Quick Links

Re: Add expressions to pg_restore_extended_stats()

From:	Michael Paquier <michael(at)paquier(dot)xyz>
To:	Corey Huinker <corey(dot)huinker(at)gmail(dot)com>
Cc:	Chao Li <li(dot)evan(dot)chao(at)gmail(dot)com>, Tender Wang <tndrwang(at)gmail(dot)com>, PostgreSQL Hackers <pgsql-hackers(at)lists(dot)postgresql(dot)org>, Tomas Vondra <tomas(at)vondra(dot)me>
Subject:	Re: Add expressions to pg_restore_extended_stats()
Date:	2026-02-03 01:40:13
Message-ID:	aYFR_UqFhO4ZnoSq@paquier.xyz
Views:	Whole Thread \| Raw Message \| Download mbox \| Resend email
Thread:
Lists:	pgsql-hackers

On Mon, Feb 02, 2026 at 03:21:35AM -0500, Corey Huinker wrote:
> I had actually figured that the pg_dump part would actually turn you OFF of
> this approach.

Sorry, I guess. :)

>> For this warning in the regression tests, you should only need one
>> element, reducing the number of input lines?
>
> That's true IF we decide that missing expression keys are a thing that we
> allow, and per conversation above it's not clear yet that we do.

If ANALYZE can generate some partial data for a set of expression (aka
generating some data for a portion of the expressions defined but skip
some of them because of reason x_y_z), the restore function needs to
cope with this policy (I'd need to double-check the code to be sure,
not sure on top of my mind now and I cannot do that today,
unfortunately).

>> Something that looks missing here is that we do not attach to which
>> negative attribute an item of "exprs" links to. It seems to me that
>> this needs to include an extra key called "attribute" with a negative
>> associated with it, so as we can rely on the attnum instead of the
>> order of the items restored.
>
> Oof. So there is no such attribute number exposed in pg_stat_ext_exprs(),
> we have to rely on the deterministic order that they are fetched from the
> view. The "expr" text definition is essentially a node tree, which we can't
> guarantee stays stable across major versions, so that's no help.
> jsonb_agg() doesn't guarantee order on it's own, but it can be enforced via
> an ORDINALITY-like trick. I had to do this before, can I excavate that code
> again. Thanks for the reminder.

Hmm. I would not rely on the ordering of the items as they are
scanned, that seems like a recipe for disaster. We have a text
representation of the expression, as of pg_stats_ext_exprs.expr. This
could be mapped with the elements of hte text[] in pg_stats_ext.exprs.
Here is a wilder idea: why not just putting the expression text itself
in the data given in input of the restore function rather than a
guessed argument number? For the case of manual stats injections,
that kinds of makes things simpler.

> Since clearly, you're on board with the jsonb idea, I'll make the next
> version all about cleanups and tightening up this method.

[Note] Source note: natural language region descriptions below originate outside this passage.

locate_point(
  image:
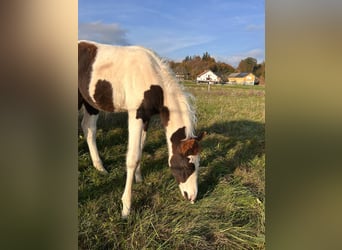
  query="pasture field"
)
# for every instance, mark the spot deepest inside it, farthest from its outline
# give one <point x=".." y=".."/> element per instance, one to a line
<point x="230" y="209"/>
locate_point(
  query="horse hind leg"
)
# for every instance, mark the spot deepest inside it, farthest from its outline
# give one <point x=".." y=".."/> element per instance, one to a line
<point x="89" y="130"/>
<point x="133" y="158"/>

Yeah, this approach makes sense to me in terms of clarity and item
handling for the expression parts. Now, as you have mentioned me
offline, there was a discussion about applying this format to other
parts of the arguments, which would be around here I guess:
https://www.postgresql.org/message-id/CADkLM%3DfhVk3BJ8z20iQW2wGfuOk%2BZSgzNHUVGtLpmvzbQ9Ontg%40mail.gmail.com

This area of the discussion focused on the catalog data types we have
for dependencies and ndistinct, as well.

> The outstanding questions from the above are, given an jsonb tree of [ {
> "null_frac": 0.5, ...}, {"avg_width": "1", ...}], which for notation I'll
> call an array of expr1 and expr2
>
> 1. If an expected key is missing from either expr1 or expr2, is that worth
> failing the whole import_expressions()?
> 2. Is an unexpected key in either expr1 or expr2 worth failing the whole
> import_expressions()?
> 3. If the answer to #2 is no, do we need to warn about the existence of the
> weird parameter at all, or just silently skip it?

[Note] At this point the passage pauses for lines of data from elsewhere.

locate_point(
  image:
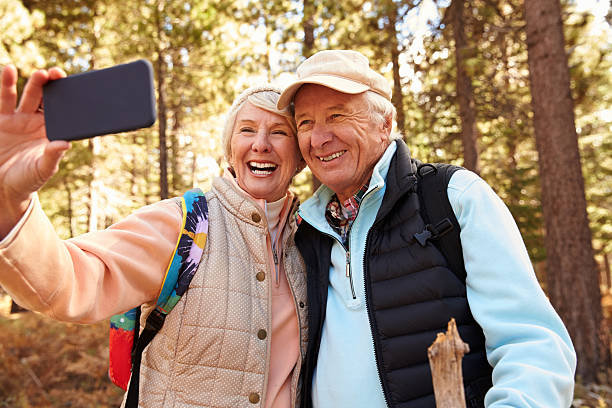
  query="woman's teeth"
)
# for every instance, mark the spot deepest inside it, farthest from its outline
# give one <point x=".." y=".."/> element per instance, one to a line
<point x="332" y="156"/>
<point x="262" y="168"/>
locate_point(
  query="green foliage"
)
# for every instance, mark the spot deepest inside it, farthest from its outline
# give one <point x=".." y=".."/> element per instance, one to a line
<point x="209" y="51"/>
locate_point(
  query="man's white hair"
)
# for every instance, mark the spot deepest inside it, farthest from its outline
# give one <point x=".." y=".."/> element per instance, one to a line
<point x="381" y="109"/>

Yeah, it sounds to me that we should just set ok=false and give up
rather than have a semi-filled set of numbers for a single extended
stats object. There is an argument in favor of that: it can simplify
the detection of missing stats for a single extended stats definition.
I understand that you'd want to keep going with loading the data even
if it's partial. My question is: is it possible for ANALYZE to fill
in only a portion of the expressions and can these be partially
skipped? If the answer to my question is yes, the restore function
should do the same and my idea of the matter is wrong. If the answer
to my question is no, then your idea on this matter is the right one.

> 4. Does casting the numeric scalar values (null_frac, correlation,
> avg_width, n_distinct) to text make sense, since we have to put them
> through type-specific input functions anyway?

In terms of JSON, it makes the use of a representation simpler. I
don't think that we need to apply a strict casting when fetching them.

> 5. Do any of these jsonb-twiddling operations look generically useful
> enough to put in jsonb_utils.c?

This one I cannot say yet. It depends on the patch as written.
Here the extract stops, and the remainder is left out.